## Reading a short story

### Step1: Creating Tokens

In [31]:
with open("the-verdict.txt", "r", encoding="utf-8") as f:
    raw_text = f.read()

print("Totatl characters:", len(raw_text))
print(raw_text[:100])

Totatl characters: 20479
I HAD always thought Jack Gisburn rather a cheap genius--though a good fellow enough--so it was no g


Our goal is to tokenize ths 20479 long text story into individual words that we can turn into embeddings for LLM training

Using regex split the entire book text into tokens

In [32]:
import re

text = "this is a test.

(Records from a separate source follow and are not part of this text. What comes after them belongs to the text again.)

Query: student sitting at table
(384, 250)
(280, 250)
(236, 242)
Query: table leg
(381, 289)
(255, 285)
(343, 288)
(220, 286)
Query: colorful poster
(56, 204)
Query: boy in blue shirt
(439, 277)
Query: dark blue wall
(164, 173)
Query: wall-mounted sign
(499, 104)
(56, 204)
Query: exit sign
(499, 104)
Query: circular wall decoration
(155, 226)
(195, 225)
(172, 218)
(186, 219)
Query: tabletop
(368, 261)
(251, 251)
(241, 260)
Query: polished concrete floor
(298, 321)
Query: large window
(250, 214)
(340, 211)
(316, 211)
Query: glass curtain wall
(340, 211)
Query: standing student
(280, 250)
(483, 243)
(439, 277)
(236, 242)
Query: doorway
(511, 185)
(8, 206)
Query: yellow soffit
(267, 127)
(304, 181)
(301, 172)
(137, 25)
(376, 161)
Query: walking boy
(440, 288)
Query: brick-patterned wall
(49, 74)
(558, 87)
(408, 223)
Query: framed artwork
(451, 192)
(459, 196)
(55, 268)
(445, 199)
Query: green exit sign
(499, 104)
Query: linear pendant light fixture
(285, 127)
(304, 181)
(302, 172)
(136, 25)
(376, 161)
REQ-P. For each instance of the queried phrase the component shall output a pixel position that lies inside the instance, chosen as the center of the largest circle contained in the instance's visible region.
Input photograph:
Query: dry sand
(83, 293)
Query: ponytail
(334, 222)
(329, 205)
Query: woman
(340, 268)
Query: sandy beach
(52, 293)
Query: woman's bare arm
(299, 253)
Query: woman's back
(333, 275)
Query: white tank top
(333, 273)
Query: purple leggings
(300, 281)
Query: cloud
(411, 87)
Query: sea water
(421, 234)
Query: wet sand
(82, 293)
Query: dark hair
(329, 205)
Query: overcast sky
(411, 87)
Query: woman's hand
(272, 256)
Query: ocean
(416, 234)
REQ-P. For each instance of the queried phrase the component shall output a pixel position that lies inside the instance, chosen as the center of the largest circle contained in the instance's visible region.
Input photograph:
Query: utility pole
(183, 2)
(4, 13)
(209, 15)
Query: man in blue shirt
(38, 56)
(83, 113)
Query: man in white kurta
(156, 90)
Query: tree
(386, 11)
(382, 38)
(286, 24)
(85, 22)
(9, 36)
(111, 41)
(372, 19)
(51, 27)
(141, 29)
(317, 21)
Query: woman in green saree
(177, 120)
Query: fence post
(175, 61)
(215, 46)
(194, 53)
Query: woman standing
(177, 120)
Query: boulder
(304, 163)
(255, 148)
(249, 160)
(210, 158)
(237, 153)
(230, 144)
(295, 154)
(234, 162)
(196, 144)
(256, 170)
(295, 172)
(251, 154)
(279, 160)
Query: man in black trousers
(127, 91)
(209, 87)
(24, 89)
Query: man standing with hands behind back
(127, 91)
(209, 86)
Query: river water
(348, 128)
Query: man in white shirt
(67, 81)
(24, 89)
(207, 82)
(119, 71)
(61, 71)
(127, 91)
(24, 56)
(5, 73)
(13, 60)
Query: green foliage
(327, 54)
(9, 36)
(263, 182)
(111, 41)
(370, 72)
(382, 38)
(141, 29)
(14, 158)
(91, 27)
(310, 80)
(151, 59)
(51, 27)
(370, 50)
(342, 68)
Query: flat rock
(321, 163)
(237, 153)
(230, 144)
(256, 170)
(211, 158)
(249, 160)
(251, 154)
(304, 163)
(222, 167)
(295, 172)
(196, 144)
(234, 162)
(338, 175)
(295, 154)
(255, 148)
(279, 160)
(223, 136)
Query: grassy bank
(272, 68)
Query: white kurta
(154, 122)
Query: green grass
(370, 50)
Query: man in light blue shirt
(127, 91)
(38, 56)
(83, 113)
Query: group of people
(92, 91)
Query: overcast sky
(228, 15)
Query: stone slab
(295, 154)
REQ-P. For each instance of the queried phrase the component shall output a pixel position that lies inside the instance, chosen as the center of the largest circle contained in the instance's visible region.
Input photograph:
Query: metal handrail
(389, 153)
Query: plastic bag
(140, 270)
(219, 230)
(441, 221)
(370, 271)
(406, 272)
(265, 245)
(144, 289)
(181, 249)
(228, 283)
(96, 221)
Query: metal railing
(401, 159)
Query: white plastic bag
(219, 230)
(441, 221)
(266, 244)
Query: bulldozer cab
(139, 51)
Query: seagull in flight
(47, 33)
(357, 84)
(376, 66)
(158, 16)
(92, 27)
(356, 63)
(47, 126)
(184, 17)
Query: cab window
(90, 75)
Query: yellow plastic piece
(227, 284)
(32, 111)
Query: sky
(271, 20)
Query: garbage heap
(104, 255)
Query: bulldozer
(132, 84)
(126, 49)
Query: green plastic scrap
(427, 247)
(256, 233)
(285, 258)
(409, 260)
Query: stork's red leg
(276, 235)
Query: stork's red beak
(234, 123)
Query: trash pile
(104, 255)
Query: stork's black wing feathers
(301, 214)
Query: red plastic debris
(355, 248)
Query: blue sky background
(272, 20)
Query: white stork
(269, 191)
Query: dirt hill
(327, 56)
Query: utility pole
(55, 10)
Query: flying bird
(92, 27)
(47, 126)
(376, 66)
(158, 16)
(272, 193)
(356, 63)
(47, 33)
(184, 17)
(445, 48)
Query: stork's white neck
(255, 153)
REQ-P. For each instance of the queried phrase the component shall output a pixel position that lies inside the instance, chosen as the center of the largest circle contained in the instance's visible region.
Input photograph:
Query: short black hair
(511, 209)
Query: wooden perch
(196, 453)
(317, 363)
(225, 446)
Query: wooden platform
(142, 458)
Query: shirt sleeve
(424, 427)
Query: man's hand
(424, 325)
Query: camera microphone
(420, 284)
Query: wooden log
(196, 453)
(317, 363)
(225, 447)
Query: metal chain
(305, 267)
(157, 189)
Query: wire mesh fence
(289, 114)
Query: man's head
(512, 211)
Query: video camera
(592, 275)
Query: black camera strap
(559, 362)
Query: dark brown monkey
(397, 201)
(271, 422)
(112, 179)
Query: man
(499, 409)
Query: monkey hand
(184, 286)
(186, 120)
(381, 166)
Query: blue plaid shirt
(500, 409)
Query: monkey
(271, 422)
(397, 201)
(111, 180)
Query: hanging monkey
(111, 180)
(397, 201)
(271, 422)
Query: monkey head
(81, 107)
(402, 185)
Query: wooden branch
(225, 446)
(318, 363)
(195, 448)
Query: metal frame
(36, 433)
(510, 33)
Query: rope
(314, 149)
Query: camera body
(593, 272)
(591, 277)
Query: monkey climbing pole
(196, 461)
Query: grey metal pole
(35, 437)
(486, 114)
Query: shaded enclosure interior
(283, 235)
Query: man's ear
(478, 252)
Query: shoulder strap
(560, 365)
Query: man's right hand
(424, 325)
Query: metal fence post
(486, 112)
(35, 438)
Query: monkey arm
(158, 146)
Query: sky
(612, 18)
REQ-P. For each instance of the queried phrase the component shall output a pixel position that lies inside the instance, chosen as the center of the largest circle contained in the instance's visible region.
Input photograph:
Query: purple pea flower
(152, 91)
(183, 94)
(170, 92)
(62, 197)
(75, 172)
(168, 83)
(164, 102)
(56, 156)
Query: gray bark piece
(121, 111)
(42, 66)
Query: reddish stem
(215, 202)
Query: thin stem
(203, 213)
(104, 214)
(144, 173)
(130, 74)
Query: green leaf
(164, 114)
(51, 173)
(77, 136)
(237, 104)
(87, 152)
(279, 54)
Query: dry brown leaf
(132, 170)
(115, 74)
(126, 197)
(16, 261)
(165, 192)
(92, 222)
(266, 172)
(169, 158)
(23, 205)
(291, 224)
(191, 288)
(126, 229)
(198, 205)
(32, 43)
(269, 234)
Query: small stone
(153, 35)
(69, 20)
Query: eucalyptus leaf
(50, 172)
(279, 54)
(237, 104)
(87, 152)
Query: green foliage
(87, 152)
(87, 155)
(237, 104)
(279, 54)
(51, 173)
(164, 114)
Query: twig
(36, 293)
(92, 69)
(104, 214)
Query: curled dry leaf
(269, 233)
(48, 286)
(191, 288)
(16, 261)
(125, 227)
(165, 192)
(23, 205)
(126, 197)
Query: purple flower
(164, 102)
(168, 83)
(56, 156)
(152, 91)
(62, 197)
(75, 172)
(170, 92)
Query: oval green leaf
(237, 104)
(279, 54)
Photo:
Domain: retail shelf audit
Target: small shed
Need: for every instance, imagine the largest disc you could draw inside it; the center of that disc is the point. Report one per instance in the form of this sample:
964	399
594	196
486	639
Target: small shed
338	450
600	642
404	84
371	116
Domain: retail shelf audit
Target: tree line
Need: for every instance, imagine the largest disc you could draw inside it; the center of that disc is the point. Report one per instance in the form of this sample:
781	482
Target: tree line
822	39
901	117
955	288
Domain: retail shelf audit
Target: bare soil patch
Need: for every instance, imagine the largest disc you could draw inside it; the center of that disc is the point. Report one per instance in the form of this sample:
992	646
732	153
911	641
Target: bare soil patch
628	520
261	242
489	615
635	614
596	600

This test is only a test."
result = re.split(r'(\s)', text)

print(result)

['this', ' ', 'is', ' ', 'a', ' ', 'test.', ' ', 'This', ' ', 'test', ' ', 'is', ' ', 'only', ' ', 'a', ' ', 'test.']


It has generated a list of individual words, whitespaces & punctuations

Let's modify the regex splits on whitespaces and punctuations

In [33]:
result = re.split(r'([,.]|\s)', text)

print(result)

['this', ' ', 'is', ' ', 'a', ' ', 'test', '.', '', ' ', 'This', ' ', 'test', ' ', 'is', ' ', 'only', ' ', 'a', ' ', 'test', '.', '']


Whitespaces are still counted as token; we have to remove those and consider only words

Removing whitespaces can save memory , however it can depend on the application to include or exclude

In [34]:
result = [item for item in result if item.strip()]

print(result)

['this', 'is', 'a', 'test', '.', 'This', 'test', 'is', 'only', 'a', 'test', '.']


Modify the tokenization to include all the other special characters as well

In [35]:
text = "this is a test. Alan:-- Do you like it? Yes, I do!"
result = re.split(r'([,.:;?_!"()\']--|\s)', text)
result = [item.strip() for item in result if item.strip()]
print(result)

['this', 'is', 'a', 'test.', 'Alan', ':--', 'Do', 'you', 'like', 'it?', 'Yes,', 'I', 'do!']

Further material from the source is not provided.